The folds of her dark purple dress accentuate the whiteness of her rounded bare shoulders and the fresh color of her pink face. A Sunny summer day tends towards evening. Pink clouds float in the blue-green sky. The samovar was already boiling hot on the table. Absolutely dominating the composition of the picture, filling most of it, this snow-white merchant rules the half-asleep provincial town that she represents. And behind the heroine slowly flows street life. On the one hand, there is a guest courtyard and churches. On the other side is the heavy gate of a blue house, on the balcony of which an old merchant and his wife are also sitting at the samovar, drinking tea from a saucer. The Sunny, sparkling picture seems to be an inspired poem about the beauty of Russia, about a Russian woman.
Spring of 1919 in the Winter Palace, renamed the Palace of arts, opens “the First state free exhibition of works of art.” It is attended by more than three hundred artists, representatives of all directions. This is the first major exhibition in revolutionary Petrograd. The halls of the Palace are filled with a new audience – factory workers, sailors, soldiers of the newly born red Army. In the center of the wall provided to the academician of painting Kustodiev – “merchant’s wife for tea”.
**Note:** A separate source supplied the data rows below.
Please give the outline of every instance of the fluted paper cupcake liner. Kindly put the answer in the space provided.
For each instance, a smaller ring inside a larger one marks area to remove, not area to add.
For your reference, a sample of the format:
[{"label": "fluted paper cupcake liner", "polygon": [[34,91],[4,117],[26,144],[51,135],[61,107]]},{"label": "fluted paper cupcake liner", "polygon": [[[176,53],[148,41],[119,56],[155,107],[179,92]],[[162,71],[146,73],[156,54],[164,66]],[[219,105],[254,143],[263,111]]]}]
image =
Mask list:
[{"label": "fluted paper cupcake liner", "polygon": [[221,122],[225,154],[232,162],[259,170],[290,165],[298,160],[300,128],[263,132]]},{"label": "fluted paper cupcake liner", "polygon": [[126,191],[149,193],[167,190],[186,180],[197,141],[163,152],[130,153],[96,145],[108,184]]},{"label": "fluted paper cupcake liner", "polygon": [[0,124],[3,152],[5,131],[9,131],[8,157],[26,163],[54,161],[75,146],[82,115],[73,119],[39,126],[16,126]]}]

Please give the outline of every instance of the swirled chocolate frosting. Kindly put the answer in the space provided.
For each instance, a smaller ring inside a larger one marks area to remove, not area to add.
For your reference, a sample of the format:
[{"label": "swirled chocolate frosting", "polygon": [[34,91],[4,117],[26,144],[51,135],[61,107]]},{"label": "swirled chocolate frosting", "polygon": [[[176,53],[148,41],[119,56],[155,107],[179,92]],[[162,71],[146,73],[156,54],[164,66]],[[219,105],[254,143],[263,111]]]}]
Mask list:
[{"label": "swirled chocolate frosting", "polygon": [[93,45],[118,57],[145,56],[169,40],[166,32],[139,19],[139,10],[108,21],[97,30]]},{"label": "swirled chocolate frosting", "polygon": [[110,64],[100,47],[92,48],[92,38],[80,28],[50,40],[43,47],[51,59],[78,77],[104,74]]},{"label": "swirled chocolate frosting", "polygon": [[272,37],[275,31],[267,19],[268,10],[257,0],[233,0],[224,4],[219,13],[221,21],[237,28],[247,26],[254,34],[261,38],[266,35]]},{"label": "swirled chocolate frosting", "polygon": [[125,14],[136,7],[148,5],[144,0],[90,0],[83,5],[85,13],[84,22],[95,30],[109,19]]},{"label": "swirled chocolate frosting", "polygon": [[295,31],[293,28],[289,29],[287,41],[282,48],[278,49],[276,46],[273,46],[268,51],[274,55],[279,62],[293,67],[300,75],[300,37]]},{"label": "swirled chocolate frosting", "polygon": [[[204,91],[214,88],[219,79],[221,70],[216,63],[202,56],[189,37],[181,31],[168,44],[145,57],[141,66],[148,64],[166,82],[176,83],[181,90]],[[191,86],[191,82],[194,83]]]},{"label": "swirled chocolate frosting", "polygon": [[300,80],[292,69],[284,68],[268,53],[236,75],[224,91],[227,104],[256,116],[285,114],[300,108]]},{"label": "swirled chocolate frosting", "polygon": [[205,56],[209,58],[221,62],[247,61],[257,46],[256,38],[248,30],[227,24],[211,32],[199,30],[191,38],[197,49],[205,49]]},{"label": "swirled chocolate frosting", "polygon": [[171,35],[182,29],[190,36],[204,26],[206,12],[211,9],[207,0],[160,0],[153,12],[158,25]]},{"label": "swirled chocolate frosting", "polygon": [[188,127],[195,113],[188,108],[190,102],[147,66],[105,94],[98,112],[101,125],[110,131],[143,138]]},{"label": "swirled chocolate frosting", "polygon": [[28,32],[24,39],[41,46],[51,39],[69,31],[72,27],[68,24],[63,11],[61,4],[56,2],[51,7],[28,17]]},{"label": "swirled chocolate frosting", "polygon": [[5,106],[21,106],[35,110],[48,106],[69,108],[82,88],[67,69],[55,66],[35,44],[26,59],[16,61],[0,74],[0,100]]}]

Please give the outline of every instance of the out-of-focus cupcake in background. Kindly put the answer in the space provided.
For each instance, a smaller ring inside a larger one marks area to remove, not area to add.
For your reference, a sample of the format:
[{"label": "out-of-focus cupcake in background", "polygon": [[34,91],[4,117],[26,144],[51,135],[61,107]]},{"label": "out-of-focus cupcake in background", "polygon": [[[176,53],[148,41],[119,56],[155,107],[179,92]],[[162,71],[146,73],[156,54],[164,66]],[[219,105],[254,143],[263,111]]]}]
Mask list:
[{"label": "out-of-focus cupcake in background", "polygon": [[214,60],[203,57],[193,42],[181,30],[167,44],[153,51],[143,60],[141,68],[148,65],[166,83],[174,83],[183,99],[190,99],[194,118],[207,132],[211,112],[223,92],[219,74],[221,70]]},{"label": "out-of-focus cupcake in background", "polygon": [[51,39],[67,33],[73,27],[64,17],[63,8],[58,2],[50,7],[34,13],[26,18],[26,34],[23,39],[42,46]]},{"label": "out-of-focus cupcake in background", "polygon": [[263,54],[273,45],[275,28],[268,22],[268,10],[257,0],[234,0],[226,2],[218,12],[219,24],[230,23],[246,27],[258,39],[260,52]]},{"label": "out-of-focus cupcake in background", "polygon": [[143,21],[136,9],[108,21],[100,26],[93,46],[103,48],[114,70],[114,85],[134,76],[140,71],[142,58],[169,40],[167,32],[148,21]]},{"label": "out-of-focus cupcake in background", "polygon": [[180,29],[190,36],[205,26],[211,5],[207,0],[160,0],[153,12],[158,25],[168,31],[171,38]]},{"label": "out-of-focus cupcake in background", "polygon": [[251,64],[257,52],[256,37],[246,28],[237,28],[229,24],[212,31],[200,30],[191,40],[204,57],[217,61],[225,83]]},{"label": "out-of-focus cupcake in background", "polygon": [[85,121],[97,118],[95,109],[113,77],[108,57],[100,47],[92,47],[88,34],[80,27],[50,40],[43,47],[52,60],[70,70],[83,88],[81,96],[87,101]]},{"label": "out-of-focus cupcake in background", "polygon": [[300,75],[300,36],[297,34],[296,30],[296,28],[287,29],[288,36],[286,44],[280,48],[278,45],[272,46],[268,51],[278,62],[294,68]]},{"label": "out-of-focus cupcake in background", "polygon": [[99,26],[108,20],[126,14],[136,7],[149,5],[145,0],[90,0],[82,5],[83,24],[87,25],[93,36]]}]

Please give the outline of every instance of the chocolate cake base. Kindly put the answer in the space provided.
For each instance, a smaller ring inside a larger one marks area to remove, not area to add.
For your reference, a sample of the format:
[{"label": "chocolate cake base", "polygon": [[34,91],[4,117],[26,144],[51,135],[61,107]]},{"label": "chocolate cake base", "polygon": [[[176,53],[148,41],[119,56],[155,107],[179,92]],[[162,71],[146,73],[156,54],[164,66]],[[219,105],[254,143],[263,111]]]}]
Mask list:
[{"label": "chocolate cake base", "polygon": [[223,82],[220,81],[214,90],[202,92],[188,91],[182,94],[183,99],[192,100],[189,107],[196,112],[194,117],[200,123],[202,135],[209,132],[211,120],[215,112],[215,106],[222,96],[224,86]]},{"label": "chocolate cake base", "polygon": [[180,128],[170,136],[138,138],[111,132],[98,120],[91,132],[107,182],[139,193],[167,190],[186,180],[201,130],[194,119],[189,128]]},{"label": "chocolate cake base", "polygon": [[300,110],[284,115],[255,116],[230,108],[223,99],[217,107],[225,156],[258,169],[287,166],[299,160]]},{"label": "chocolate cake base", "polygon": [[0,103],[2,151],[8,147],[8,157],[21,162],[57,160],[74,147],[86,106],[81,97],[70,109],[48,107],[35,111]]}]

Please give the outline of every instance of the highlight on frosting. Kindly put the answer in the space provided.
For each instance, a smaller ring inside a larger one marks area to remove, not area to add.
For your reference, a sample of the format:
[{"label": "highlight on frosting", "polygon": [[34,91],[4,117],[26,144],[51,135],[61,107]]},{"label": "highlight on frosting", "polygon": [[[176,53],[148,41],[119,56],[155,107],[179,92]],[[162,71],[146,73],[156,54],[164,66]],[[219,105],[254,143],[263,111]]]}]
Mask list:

This is his farewell to the past and the first experiments on reflection in the painting of a new era. Kustodiev is not present on the opening day. For the past three years, the disease has left him half-paralyzed and confined to a chair. Back in 1911, he was diagnosed with tuberculosis of the bones, later a tumor formed in the spine. The disease progressed. But the strange thing is that the more complex the disease and the more suffering in the artist’s life, the more vital juices, joy, light and flowers are in his canvases. The worse his physical condition got, the brighter and more fun his work became. Kustodiev found his salvation in painting.